At what stage in CCV formation is dynamin-induced membrane curvature required? Although there is a burst of dynamin recruitment at late stages of CCV formation, it is also present, albeit at lower levels, on newly formed CCPs and an early role for dynamin at the nascent stages of coated pit formation has been well documented (Narayanan et al., 2005
; Macia et al., 2006
; Loerke et al., 2009
). Our observation that the I533A mutant can mediate fission given a sufficiently curved, preconstricted template in vitro, yet cannot support CCV formation in vivo, coupled with our finding that invaginated CCPs accumulate in cells expressing the dominant-negative Dyn1 I533A mutant, argues strongly that the in vivo defect must be immediately upstream of neck constriction. Here, by partially inserting into the lipid bilayer, self-assembled dynamin might function to generate further localized curvature to destabilize the membrane and facilitate fission and vesicle release. Curvature-generating molecules such as epsin, which are sufficient to generate budded CCPs from liposomes and planar lipid bilayers (Takei et al., 1998
; Ford et al., 2002
), together with BAR domain-containing dynamin binding partners, such as sorting nexin 9 and endophilin, could create the neck of the emerging bud and direct localized assembly and further curvature generation by dynamin. Thus, as suggested previously (Yoshida et al., 2004
; Ramachandran and Schmid, 2008
), endocytic accessory factors are likely to function in concert with dynamin at the late stages of coated vesicle formation as curvature generators and/or stabilizers to enhance the potency of dynamin in membrane fission. Importantly, our findings establish that efficient curvature generation by dynamin insertion at the necks of deeply invaginated coated pits plays a critical role in membrane fission leading to endocytic CCV formation in vivo.
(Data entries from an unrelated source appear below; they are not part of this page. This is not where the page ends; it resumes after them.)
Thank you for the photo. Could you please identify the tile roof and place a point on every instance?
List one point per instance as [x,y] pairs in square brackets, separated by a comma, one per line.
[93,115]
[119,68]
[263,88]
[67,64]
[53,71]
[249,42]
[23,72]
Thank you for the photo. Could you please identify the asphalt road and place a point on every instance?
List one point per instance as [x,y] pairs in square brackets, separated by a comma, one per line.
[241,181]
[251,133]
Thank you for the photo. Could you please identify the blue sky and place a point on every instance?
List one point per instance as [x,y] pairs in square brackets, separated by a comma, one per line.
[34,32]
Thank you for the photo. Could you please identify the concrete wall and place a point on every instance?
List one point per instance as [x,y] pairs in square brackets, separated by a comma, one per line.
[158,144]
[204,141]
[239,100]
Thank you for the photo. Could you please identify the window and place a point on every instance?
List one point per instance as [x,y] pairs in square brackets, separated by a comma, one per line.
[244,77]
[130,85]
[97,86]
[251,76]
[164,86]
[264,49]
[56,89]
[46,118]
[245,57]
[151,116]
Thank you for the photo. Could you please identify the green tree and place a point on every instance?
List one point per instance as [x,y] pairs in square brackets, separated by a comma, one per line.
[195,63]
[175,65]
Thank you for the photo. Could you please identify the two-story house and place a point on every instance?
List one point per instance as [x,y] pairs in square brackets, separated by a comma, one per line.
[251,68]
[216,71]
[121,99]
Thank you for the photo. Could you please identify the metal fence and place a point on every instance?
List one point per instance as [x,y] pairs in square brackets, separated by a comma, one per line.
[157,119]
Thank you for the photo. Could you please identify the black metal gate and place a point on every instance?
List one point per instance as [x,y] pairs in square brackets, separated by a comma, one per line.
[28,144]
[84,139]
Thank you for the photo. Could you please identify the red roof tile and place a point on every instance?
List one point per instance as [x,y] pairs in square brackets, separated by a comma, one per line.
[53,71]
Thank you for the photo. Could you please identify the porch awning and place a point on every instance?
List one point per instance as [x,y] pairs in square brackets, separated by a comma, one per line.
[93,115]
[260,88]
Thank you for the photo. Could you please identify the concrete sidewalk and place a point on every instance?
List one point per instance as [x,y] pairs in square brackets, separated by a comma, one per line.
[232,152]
While this manuscript was under review, a recent article concluded that the dynamin PH domain might function to cluster PIP2
at CCP necks to create a lipid gradient essential for fission (Bethoney et al., 2009
). Whereas we cannot rule out PH domain–mediated PIP2
clustering during dynamin self-assembly as a passive contributor to membrane fission, our data instead demonstrate an active mechanical role for dynamin via VL1-membrane insertion in effecting vesicle scission. The recent observation that dynamin can catalyze nonleaky fission of membrane tubules lacking PIP2
but containing PS (Bashkirov et al., 2008
) is also consistent with such a membrane-active mechanism for dynamin.